Richard W. Bulliet | |
Birth Date: | 30 October 1940 |
Birth Place: | Rockford, Illinois |
Occupation: | Author, university professor |
Nationality: | American |
Richard W. Bulliet (born 1940) is a professor emeritus of Middle Eastern history at Columbia University who specializes in the history of Islamic society and institutions, the history of technology, and the history of the role of animals in human society.
Bulliet grew up in Illinois. He attended Harvard from which he graduated with a BA as a member of Phi Beta Kappa in 1962. He later earned both an MA in 1964 and a PhD in 1967 from Harvard as well.[1]
Several of his books focus on Iran but also deal with the larger Muslim world.
His book The Camel and the Wheel (1975) brings together his interest in the histories of technology, animal domestication, and the Middle East, dealing for example with the significant military advantage early Muslim armies gained from a slight improvement in the design of cloth camel saddles.[2]
He would return to the history of animal domestication with his Hunters, Herders, and Hamburgers: The Past and Future of Human-Animal Relationships (2005).
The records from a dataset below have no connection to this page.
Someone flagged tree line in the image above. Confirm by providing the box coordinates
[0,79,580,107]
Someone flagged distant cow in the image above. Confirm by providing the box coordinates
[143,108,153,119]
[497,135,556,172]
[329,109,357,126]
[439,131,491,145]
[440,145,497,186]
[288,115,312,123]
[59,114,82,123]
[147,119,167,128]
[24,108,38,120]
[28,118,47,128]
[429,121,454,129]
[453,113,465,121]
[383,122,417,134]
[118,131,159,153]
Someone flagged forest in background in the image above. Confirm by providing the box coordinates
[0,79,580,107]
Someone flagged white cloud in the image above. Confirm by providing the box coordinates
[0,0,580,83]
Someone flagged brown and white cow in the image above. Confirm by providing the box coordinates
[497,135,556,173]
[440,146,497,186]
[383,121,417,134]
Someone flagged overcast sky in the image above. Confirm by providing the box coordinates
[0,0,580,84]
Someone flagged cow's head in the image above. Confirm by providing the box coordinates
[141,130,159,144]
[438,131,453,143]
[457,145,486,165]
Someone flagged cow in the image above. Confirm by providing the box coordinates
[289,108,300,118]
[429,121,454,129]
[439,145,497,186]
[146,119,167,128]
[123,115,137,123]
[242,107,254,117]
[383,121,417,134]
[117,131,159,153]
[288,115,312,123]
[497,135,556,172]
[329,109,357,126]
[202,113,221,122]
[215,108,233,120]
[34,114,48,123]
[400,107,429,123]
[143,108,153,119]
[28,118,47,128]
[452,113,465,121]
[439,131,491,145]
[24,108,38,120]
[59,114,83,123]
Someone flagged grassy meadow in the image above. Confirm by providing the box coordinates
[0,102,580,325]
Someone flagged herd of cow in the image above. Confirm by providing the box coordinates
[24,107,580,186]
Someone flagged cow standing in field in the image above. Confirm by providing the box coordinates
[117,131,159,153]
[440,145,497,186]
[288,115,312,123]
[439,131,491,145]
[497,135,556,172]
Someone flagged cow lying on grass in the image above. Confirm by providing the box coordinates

In it, he presents the four stages of human-animal relationship history: separation (when humans began to consider themselves as fundamentally separate from animals), pre-domestication (rich in symbolic expression of animals), domestication (exploiting and taming animals for human use), and post-domestication (our current industrialized consumption and separation from domestic animals).[3]
He has also written several novels which draw on his knowledge of international politics and the Middle East, and is a promoter of the validity of comics as an art form.[4]
Bulliet's commentaries and opinion pieces on the Middle East have appeared in The Guardian,[5] New York Times International Edition,[6] and Süddeutsche Zeitung.[7] [8]
It was through the connections of Bulliet to the Iranian U.N. Ambassador that Columbia President Lee C. Bollinger invited Iranian President Mahmoud Ahmadinejad to speak at Columbia University on September 24, 2007.[9] [10]
He is the grandson of Clarence Joseph ("C.J.") Bulliet, an art critic and journalist.[11]